Deciding on where to share your data can be difficult. The current universal expectation for data sharing is swiftly becoming: put shared data in a data repository. The challenge for researchers is that the data repository landscape is still evolving. Given the number of data repositories available and how many of them specialize in a particular type of data, it can be helpful to understand how to navigate the data repository landscape.
As a librarian who helps people find data repositories for sharing, I have a basic strategy for picking a repository when I am sharing data. It goes as follows:
- Identify all of the data that needs to be shared.
- Is there is a known disciplinary data repository, such as one used by everyone in your research field for a specific type of data? If so, deposit the relevant data in that repository; continue if there is more data to share, otherwise go to step 7.
- Is there a logical disciplinary data repository on this list of recommended repositories? If so, deposit the relevant data in that repository; continue if there is more data to share, otherwise go to step 7.
- Does your institution have a data repository? If so, deposit the remainder of your data in that repository and jump to step 7.
- Do you have a preferred generalist data repository? If so, deposit the remainder of your data in that repository and jump to step 7.
- Pick a generalist data repository and deposit the remainder of your data and continue to the next step.
- Record the permanent identifier, ideally a DOI, from each data deposit. If you didn’t receive a permanent identifier, go back and select a different repository for that data.
One important thing to know about this strategy is that it doesn’t assume that you will deposit all of your data in the same data repository.

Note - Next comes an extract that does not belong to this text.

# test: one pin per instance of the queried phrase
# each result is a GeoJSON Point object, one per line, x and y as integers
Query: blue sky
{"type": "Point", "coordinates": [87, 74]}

This often happens when you are required to deposit a specific type of data in one repository (e.g. genetic information in GenBank) but that repository doesn’t accept all of the data you need to share. To account for this, you should work your way through repositories from most specific to most general until all of the data has been deposit once.
The other notable thing about this strategy is tacked onto the end: you need a permanent identifier for each data deposit. Having a permanent identifier, such as a DOI, for shared data is a newish requirement but one that will soon be universal from funding agencies. For example, the recent NIH data management and sharing policy requires a permanent identifier for shared data; there isn’t a compliance mechanism for this yet, but expect to report these DOIs back to the NIH within a few years. For now, always make sure you get a permanent identifier such as a DOI or accession number when you deposit your data.
I can’t guarantee that this strategy is perfect but it’s a good place to start when you’re trying to figure out what to do with your data. Hopefully, the data repository landscape will get less confusing, but in the meantime, you have a way to navigate it!